Despite receiving serious tongue-lashing from President Rodrigo Duterte, the European Union (EU) would soon release its 3.8-million Euro (P242 million) aid to the Philippines in a bid to strengthen its drug rehabilitation projects, its aid and development chief said Friday.
European Commission Director General for International Cooperation and Development (Devco) Stefano Manservisi announced this during his two-day visit to the Philippines.
“We are now about to disburse to pay 3.8 million (Euros), now, which is part of our budget support which is precisely aiming at completing this program, this drug rehabilitation program ongoing,” Manservisi said in a press conference.
Manservisi said the aid would be released in the coming days, as the drug rehabilitation project is listed as an item under the 2018 General Appropriations Act or the national budget.
The aid chief said the project focuses on reintegrating former drug users back into society, which includes activities such as creation of rehabilitation facilities, and implementation of psychosocial and educational activities.

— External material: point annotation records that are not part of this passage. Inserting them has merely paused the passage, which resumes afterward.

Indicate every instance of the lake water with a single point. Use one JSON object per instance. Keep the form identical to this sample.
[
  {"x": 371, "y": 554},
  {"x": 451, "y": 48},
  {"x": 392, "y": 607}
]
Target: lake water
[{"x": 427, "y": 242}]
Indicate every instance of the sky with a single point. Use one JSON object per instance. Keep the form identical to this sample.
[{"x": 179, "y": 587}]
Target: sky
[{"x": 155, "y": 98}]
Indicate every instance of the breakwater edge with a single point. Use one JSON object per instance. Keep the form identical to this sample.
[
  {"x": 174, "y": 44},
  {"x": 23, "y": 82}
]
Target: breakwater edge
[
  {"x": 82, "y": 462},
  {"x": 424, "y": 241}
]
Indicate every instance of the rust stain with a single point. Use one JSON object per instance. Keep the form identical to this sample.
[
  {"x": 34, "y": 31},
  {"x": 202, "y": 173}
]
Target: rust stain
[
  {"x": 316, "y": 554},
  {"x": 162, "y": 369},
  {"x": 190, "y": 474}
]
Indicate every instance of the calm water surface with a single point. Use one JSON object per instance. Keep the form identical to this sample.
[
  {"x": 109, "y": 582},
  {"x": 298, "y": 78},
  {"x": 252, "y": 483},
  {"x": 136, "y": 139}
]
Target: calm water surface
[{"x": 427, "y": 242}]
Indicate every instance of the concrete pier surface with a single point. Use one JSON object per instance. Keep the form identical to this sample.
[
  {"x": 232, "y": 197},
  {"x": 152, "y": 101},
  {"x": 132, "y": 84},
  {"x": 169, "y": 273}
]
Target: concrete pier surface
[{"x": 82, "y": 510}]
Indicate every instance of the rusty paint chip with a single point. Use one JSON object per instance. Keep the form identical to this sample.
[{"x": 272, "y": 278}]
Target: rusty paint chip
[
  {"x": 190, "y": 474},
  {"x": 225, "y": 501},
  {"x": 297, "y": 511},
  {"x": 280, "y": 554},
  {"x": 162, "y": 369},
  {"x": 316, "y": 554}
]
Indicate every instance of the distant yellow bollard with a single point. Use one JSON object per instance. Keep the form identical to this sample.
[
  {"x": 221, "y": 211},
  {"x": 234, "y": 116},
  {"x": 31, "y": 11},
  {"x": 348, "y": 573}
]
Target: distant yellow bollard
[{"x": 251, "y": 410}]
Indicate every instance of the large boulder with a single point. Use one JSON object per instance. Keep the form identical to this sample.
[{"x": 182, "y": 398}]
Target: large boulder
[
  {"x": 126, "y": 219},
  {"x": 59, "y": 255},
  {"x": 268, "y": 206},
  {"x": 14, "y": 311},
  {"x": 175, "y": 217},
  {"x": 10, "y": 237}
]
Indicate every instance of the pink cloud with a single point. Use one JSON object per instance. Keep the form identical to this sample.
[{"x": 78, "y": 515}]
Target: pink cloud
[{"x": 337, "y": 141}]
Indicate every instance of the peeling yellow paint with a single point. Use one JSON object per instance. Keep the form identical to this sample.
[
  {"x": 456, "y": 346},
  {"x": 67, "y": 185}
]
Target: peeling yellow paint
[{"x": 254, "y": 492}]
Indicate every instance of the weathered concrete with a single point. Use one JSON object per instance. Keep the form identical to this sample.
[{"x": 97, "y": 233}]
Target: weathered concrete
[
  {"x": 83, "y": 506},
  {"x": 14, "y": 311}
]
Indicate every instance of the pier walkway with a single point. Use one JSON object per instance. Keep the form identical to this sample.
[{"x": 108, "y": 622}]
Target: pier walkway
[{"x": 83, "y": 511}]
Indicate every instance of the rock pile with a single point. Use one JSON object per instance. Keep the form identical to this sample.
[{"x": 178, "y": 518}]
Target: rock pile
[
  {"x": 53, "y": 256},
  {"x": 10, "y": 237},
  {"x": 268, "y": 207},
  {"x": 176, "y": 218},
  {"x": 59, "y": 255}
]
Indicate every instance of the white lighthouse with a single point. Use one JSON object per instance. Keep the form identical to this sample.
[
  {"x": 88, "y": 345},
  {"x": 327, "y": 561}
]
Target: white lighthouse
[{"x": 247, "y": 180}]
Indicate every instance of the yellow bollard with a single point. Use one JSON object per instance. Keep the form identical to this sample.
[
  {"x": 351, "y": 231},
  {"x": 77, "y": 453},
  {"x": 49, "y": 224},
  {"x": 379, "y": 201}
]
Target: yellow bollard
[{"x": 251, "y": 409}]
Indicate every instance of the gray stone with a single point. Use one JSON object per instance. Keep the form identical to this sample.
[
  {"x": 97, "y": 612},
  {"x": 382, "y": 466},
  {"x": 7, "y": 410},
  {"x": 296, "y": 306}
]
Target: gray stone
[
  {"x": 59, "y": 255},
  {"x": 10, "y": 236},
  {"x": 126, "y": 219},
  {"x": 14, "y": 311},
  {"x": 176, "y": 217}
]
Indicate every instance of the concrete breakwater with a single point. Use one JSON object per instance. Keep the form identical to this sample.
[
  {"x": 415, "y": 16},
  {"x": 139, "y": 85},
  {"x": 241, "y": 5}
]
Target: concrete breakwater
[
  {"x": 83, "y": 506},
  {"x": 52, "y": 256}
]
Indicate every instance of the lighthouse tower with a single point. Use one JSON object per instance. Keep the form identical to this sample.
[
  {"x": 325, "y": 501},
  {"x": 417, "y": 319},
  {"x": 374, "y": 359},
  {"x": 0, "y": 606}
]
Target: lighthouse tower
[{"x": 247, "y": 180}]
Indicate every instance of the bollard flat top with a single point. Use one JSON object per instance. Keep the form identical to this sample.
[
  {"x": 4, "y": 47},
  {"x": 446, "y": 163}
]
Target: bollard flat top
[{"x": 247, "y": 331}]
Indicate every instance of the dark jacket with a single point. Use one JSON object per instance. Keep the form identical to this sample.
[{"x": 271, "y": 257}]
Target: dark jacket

“We have a program which is called drug rehabilitation program in which we are addressing how to bring back to normal life people who have been into this segment,” Manservisi said.
“We are doing that in the framework or the program that the government is doing,” he added.
READ: Palace welcomes EU aid
Manservisi said that the EU-Philippine relations continue to move forward despite Duterte’s strong statements and criticisms of the powerful bloc.
He said that the EU development aid would continue even with the powerful bloc’s critical stance against human right violations linked to the administration’s controversial campaign against illegal drugs.
The aid covers a total of 170-million Euro worth of projects in resource-rich Mindanao and on renewable energy.